The next morning Graham seemed to have recovered a considerable portion of his old cheerfulness. He talked about indifferent matters, laughed, and seemed for a couple of hours to have forgotten Miss Congreve. Osborne began to doubt that the journey was necessary, and he was glad to be able to think, afterwards, that he had expressed his doubts, and that his friend had strongly combatted them and insisted upon having the affair explained to him. He mastered it, to Osborne's satisfaction, and started across the continent.

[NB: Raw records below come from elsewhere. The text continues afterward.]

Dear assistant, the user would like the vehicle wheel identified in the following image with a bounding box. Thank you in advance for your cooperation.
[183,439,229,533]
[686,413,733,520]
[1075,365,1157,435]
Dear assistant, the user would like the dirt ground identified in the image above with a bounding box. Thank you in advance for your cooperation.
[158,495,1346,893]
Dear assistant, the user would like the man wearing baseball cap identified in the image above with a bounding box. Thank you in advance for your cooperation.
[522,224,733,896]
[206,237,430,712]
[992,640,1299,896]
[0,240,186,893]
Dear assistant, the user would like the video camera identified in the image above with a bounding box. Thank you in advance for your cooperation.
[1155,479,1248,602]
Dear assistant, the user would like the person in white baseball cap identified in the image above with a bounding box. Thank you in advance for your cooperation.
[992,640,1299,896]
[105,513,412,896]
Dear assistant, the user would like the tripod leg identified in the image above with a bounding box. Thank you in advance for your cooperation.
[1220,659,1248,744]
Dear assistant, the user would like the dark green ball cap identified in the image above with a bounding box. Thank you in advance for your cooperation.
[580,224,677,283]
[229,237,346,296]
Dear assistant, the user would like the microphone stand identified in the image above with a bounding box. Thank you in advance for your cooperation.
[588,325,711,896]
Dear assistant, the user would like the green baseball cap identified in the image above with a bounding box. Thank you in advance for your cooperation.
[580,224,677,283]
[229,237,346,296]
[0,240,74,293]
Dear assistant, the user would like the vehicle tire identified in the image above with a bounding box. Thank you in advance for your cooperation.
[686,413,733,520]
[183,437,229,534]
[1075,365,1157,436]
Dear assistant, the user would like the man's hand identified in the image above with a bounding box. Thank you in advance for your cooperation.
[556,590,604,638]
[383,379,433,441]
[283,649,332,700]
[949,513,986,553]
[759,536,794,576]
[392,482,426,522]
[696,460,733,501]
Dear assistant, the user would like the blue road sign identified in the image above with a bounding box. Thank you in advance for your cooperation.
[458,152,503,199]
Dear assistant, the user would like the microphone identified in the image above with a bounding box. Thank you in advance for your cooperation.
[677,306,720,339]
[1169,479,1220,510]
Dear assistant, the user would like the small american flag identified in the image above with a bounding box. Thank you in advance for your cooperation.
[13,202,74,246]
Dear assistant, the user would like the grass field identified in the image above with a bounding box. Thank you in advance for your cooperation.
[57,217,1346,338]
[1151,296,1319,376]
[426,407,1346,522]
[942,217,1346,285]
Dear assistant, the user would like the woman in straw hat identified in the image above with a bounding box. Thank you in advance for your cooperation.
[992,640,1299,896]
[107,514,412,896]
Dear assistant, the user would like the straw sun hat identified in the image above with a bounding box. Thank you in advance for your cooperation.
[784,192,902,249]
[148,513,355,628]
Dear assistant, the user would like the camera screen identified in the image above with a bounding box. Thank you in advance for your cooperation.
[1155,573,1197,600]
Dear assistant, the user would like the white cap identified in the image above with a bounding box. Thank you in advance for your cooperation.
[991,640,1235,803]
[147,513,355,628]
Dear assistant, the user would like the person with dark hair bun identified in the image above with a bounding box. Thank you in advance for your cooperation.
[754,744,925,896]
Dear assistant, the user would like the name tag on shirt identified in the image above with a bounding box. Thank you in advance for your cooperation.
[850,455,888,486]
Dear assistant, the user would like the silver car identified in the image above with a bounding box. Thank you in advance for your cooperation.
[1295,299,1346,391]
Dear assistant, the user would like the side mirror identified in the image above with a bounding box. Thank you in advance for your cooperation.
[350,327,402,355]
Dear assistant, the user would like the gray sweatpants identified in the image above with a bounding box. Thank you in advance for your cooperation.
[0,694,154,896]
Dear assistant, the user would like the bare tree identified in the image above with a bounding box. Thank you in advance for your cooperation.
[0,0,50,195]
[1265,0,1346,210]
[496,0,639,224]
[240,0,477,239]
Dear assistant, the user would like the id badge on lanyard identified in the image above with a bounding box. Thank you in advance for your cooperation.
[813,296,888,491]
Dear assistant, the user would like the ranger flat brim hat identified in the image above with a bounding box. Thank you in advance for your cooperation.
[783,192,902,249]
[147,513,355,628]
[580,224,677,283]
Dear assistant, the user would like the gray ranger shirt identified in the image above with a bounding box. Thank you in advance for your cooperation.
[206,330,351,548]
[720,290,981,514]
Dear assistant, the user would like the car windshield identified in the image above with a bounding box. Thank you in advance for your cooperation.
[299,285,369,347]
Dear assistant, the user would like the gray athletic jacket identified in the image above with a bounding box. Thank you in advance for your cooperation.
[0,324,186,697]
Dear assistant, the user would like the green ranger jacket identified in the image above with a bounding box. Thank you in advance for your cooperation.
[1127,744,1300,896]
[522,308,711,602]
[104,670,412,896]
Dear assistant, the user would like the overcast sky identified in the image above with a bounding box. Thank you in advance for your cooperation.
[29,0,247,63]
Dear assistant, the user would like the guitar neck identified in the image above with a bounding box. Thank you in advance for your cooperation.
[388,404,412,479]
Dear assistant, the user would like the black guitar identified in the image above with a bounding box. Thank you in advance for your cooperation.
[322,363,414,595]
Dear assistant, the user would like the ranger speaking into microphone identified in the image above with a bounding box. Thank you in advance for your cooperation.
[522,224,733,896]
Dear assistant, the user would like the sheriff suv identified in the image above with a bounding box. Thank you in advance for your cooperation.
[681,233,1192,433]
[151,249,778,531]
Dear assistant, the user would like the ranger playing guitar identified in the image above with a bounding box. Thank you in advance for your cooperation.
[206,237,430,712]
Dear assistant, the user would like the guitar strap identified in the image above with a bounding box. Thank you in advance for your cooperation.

During the ensuing week Philip was so pressed with business that he had very little time to think of the success of Graham's mission. Within the fortnight he received the following letter:
Dear Philip: Here I am, safe, but anything but sound. I don't know what to think of it, but I have completely forgotten the terms of my embassy. I can't for my life remember what I'm to do or say, and neither the papers nor your notes assist me a whit. 12th.—I wrote so much yesterday and then went out to take a walk and collect my thoughts. I have collected them, once for all. Do you understand, dearest Philip? Don't call me insane, or impious, or anything that merely expresses your own impatience and intolerance, without throwing a ray of light on the state of my own mind. He only can understand it who has felt it, and he who has felt it can do but as I do. Life has lost, I don't say its charm—that I could willingly dispense with—but its meaning. I shall live in your memory and your love, which is a vast deal better than living in my own self-contempt. Farewell. R. G.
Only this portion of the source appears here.